It has been well said by one who saw but through a veil and mistook the veil for the face, that thy aim is to become thyself; and he said well again that the nature of man is to transcend himself. This is indeed his nature and that is indeed the divine aim of his self-transcending.
What then is the self that thou hast to transcend and what is the self that thou hast to become? For it is here that thou shouldst make no error; for this error, not to know thyself, is the foundation of all they grief and the cause of all thy stumbling.
That which thou hast to transcend is the self that thou appearest to be, and that is the man as thou knowest him, the apparent man. And what is this man? He is a mental being enslaved to life and matter; and where he is not enslaved to life and matter, he is the slave of his mind. But this is a great and heavy servitude; for to be the slave of mind is to be the slave of the false, the limited and the apparent.

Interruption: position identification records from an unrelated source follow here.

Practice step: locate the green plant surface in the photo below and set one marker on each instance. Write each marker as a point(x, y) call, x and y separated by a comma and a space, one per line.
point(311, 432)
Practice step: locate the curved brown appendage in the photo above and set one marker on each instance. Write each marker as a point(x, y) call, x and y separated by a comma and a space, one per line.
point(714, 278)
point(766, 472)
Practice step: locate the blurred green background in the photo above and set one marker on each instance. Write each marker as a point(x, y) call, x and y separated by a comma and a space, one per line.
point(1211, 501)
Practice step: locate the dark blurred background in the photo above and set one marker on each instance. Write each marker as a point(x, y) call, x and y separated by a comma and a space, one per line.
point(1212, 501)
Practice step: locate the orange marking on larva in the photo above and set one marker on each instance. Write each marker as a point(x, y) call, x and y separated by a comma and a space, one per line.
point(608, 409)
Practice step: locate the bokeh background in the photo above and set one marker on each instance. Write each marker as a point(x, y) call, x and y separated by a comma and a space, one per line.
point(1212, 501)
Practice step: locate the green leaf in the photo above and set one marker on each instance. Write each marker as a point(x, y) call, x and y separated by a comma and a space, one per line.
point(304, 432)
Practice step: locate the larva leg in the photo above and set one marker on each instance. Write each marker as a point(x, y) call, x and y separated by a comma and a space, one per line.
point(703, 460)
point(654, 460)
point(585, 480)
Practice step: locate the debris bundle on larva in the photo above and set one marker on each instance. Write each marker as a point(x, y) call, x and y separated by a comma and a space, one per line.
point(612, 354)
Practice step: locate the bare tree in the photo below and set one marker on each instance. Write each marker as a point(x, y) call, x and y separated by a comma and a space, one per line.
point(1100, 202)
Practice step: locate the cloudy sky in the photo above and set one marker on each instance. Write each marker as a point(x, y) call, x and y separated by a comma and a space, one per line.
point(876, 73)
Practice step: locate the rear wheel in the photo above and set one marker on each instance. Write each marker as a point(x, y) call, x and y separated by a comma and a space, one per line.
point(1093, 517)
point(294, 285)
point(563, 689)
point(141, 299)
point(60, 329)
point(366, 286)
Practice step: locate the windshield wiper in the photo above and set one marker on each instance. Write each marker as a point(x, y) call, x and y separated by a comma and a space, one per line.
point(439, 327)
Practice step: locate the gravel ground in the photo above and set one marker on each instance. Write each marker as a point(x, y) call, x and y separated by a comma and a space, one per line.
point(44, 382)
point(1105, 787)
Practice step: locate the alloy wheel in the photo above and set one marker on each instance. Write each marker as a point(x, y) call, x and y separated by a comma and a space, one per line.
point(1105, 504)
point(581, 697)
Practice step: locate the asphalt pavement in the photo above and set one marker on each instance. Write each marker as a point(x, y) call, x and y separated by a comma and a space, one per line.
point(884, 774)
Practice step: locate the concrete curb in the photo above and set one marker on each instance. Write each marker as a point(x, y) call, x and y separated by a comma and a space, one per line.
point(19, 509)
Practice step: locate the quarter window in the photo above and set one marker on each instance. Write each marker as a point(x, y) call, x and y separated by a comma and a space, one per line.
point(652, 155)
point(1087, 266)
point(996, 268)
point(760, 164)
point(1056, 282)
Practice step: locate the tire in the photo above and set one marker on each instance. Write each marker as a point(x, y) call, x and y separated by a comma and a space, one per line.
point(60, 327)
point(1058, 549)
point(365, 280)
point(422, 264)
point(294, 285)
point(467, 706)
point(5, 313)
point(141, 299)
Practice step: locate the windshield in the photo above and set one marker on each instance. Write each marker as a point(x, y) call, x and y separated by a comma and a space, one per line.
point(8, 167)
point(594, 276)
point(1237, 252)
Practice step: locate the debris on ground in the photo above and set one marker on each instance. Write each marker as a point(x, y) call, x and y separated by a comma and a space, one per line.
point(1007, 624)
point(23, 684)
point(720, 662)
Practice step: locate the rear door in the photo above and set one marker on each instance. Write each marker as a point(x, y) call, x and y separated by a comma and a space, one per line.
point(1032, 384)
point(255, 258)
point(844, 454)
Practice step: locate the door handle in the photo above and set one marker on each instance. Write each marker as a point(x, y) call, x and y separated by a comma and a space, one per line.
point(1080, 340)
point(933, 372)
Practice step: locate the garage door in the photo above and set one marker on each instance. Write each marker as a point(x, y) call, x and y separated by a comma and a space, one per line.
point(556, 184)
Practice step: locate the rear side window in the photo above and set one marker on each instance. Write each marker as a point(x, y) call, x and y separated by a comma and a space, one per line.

The self that thou hast to become, is the self that thou art within behind the veil of mind and life and matter. It is to be the spiritual, the divine, the superman, the real 'purusha'. For that which is above the mental being, is the superman. It is to be the master of thy mind, thy life, thy body; it is to be a king over Nature of whom thou art now the tool, lifted above her who now has thee under her feet. It is to be free and not a slave, to be one and not divided, to be immortal and not obscured by death, to be full of light and not darkened, to be full of bliss and not the sport of grief and suffering, to be uplifted into power and not cast down into weakness. It is to live in the infinite and possess the finite. It is to live in God and be one with him in his being. To become thyself is to be this in all that flows from it.